Asia Summit—Investment Outlook from Global Industry Titans

September 23, 2016

Big Numbers, High Prices, and Optimism on China

The private-equity business continues to hold great potential as a source of rich long-term returns, but current market conditions are flashing warning lights, a panel told attendees at the Milken Institute Asia Summit in Singapore.

"We're living today in a very, very high-priced environment" for companies and other real assets, said Leon Black, chairman and CEO of Apollo Global Management, speaking at a session titled "Investment Outlook from Global Titans." Those high asset valuations are likely to translate into weaker returns over time for buyers who pay up in this market, he said.

Panel moderator Michael Milken, the institute's chairman, sought ideas from the panel on the best long-run opportunities for the PE industry, which has traditionally focused on buying businesses with borrowed money, improving their management and growth prospects, and eventually selling them or taking them public at a profit.

Black said that the average buyout price today in the United States and Europe is about 10.5 times a target company's earnings before interest, taxes, depreciation, and amortization (EBITDA)—"an all-time high." Apollo, however, has stuck with its value discipline and kept the average multiple under six times EBITDA on its recent deals, Black said.

titans panel

Leon Black, chairman, CEO and director of Apollo Global Management

Even so, he said the fastest-growing part of Apollo's $186-billion-asset business isn't private equity, but rather its unit that lends money to below-investment-grade companies. Those businesses make up the vast majority of companies, and Black said the opportunities to lend to them have expanded because many commercial banks have become more risk-averse since the 2008 financial crisis.

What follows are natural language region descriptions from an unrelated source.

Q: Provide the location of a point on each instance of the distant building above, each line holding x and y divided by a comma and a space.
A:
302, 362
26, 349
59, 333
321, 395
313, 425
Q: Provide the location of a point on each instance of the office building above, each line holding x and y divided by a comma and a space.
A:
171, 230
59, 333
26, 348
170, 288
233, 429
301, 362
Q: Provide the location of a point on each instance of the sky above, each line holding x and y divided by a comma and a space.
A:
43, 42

Lei Zhang, founder, chairman and CEO of Hillhouse Capital Management Group, said China remains fertile ground for private-equity firms in the long run, even though the nation's economic growth has slowed in recent years. "What is fascinating about China is the scale and the opportunity when you have a country going through what I call the triple combination: urbanization, industrialization, and the Information Age, all happening at the same time," Zhang said. "It's like having [Henry] Ford on cars, Larry Page on Google, and J.P. Morgan the financier all in the street."

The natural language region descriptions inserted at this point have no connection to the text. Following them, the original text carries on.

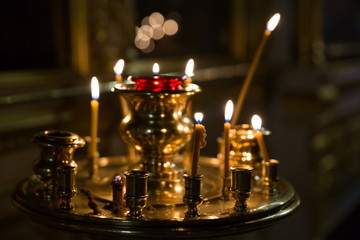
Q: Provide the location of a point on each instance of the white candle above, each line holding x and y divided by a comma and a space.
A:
229, 108
270, 26
95, 93
199, 142
118, 69
256, 123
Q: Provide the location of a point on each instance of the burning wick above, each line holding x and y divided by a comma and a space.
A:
95, 94
118, 69
270, 26
256, 123
156, 69
199, 142
229, 108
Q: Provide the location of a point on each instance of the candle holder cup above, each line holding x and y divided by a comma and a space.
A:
245, 150
56, 150
136, 192
158, 128
192, 197
241, 187
270, 176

But there also is an irony in China's position as a leading global manufacturer and exporter. For Chinese consumers themselves, Zhang said, "there is a lack of supply of high-quality products" to buy. His firm is trying to help fix "the big mismatch between the supply side and the demand side" of Chinese consumer goods. 

For example, Zhang has invested in China's largest natural pet food maker, which targets upscale Chinese consumers just as U.S. natural pet food companies have gone after upscale American pet owners.

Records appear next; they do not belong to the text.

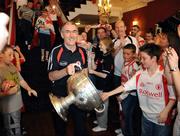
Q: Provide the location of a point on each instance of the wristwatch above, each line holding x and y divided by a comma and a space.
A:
174, 69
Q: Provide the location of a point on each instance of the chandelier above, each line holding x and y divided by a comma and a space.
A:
104, 8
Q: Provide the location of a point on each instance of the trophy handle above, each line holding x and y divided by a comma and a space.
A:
100, 109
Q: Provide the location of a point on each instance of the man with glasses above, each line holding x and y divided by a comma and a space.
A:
61, 64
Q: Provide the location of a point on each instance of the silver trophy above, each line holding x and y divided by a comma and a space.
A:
81, 92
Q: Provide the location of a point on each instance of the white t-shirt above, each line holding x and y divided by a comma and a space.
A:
153, 93
20, 3
118, 59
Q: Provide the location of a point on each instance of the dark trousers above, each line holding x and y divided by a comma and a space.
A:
129, 105
79, 118
26, 31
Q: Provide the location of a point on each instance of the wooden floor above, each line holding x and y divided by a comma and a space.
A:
40, 124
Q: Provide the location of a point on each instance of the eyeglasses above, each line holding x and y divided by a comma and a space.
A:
71, 32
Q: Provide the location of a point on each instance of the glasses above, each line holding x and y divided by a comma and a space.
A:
71, 32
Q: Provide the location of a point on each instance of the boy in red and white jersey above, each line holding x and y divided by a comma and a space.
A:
156, 97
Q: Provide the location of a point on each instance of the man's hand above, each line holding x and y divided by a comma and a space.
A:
70, 69
32, 92
104, 96
7, 84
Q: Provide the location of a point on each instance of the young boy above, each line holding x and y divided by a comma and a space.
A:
128, 100
156, 97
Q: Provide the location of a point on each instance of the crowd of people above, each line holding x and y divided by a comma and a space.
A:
142, 73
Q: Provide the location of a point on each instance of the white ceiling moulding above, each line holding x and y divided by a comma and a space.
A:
92, 9
89, 9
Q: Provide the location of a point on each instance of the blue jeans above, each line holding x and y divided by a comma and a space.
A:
151, 129
128, 107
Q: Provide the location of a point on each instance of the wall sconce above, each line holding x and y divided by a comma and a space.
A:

David Bonderman, chairman and founding partner of private-equity firm TPG, also expressed optimism about the future of PE in China. His company was one of the first big players to enter China, opening a Shanghai office in 1994. "We have been generally bullish on China," Bonderman said, adding that "the best-performing sector has been the tech sector, by far."

He also prefers to deal with Chinese banking regulators over their U.S. counterparts. "Our experiences have been that if we go to talk to Chinese banking authorities, they make a hell of a lot more sense than U.S. banking authorities," Bonderman said, stirring laughter in the audience. "They're better educated, and they went to better schools."

Apollo's Black, however, has stayed away from China. "We think [asset] prices are relatively high," he said. "We just haven't been able to figure out where our edge would be in China."

As a final thought, Milken offered up the idea that, in a "world that can't find a way to get a 5-to-6 percent rate of return," pension funds and other institutional investors could better meet their long-term obligations to beneficiaries by investing more capital with private equity funds—perhaps $1 trillion to $5 trillion more. (Data firm Prequin estimated private-equity assets under management worldwide at $2.4 trillion as of mid-2015.)

But that raised the question of whether the PE industry could still expect to earn annual returns of 20 percent or more if vast new stockpiles of capital were chasing attractive young companies.

"Can [the industry] handle another $5 trillion? Probably not," Bonderman said.

Black agreed, but said other opportunities in the alternative-investing realm still could provide big investors with relatively high returns, if they're willing to take the risk. He cited financing of energy projects, for example, and loans to financially stressed companies in Europe.

Ideas like those, Black said, "are where a lot more capital could be deployed today."